POV-Ray : Newsgroups : povray.unix : POV-Ray 3.50c for Solaris Intel & UltraSparc at www.blastwave.org : Re: POV-Ray 3.50c for Solaris Intel & UltraSparc at www.blastwave.org Server Time
23 Dec 2024 12:45:17 EST (-0500)
  Re: POV-Ray 3.50c for Solaris Intel & UltraSparc at www.blastwave.org  
From: Dennis Clarke
Date: 18 Apr 2003 23:15:30
Message: <Pine.GSO.4.53.0304182304420.13585@blastwave>
On Fri, 18 Apr 2003, Thorsten Froehlich wrote:
>In article <Pine.GSO.4.53.0304180646450.11053@blastwave> , Dennis Clarke
><dcl### [at] blastwaveorg>  wrote:
>
>>    can this be reported at http://www.blastwave.org/bugtrack/  ??

I just read ( with great interest ) the fol :

// WARNING: The default uses POV-Ray's own tricks which only work if
// "float" is a 32 bit IEEE 754 floating point number!  If your platform
// does not use 32 bit IEEE 754 floating point numbers, radiosity will
// be broken!!!  If you have this problem, your only other choice is to
// use an ISO C99 standard revision compatible compiler and library:
//
// Define this to 1 to use ISO C99 functions logbf, logb and copysign.
// Define this to 2 to use ISO C99 functions ilogbf, ilogb and copysign.

Which causes me to wonder if the appropiate strict IEEE floating point rules
can be enforced on the Sun Forte compiler to ensure that things are handled in
a 32-bit way.  I really would need to brush up on the IEEE floating point
format to completely grok the implications here but I certainly understand the
issues of number conversion problems when bits get lost, tossed, shifted or
otherwise clearly misunderstood.  I was once a programmer in the bad old days
when pascal was considered a perfectly reasonable language to do systems
programming in even though it completely lacked the necessary tools to go from
floating point to long integers and vice versa.  Or maybe it was a long double
sin() or cos() function problem?  Can't remember .. that was back in 1985 and
the OS was CP6 on a Honeywell mainframe which had its entire OS written in
pascal and Fortran.  Regardless .. I get the concept of 32/64 bit float
problems with crystal clarity.

>
>No, because it has been fixed in 3.51, which is "ready" as far as the source
>code is concerned, but other issues currently prevent a release.
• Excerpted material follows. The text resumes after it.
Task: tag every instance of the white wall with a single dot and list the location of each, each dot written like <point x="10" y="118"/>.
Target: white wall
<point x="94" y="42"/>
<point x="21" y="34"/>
It is
>expected in a few weeks nevertheless.

  hey!  any chance of getting a pre-release copy that I can work on now and
then I can get the diffs later?

  I am looking forward to the day when POV-Ray can harness multiple procs with
POSIX compliant threads ( I hope ) and then interesting animations will be
possible in near real-time.  All I need is a mainframe class system with a
terabyte of RAM and I will be happy.  I do have access to a Beowulf cluster
but it is busy doing profitable work and people would frown on POV-Ray running
at some low nice level :)


>
>    Thorsten

 Thank you very much ... you have been very helpful over the past few weeks.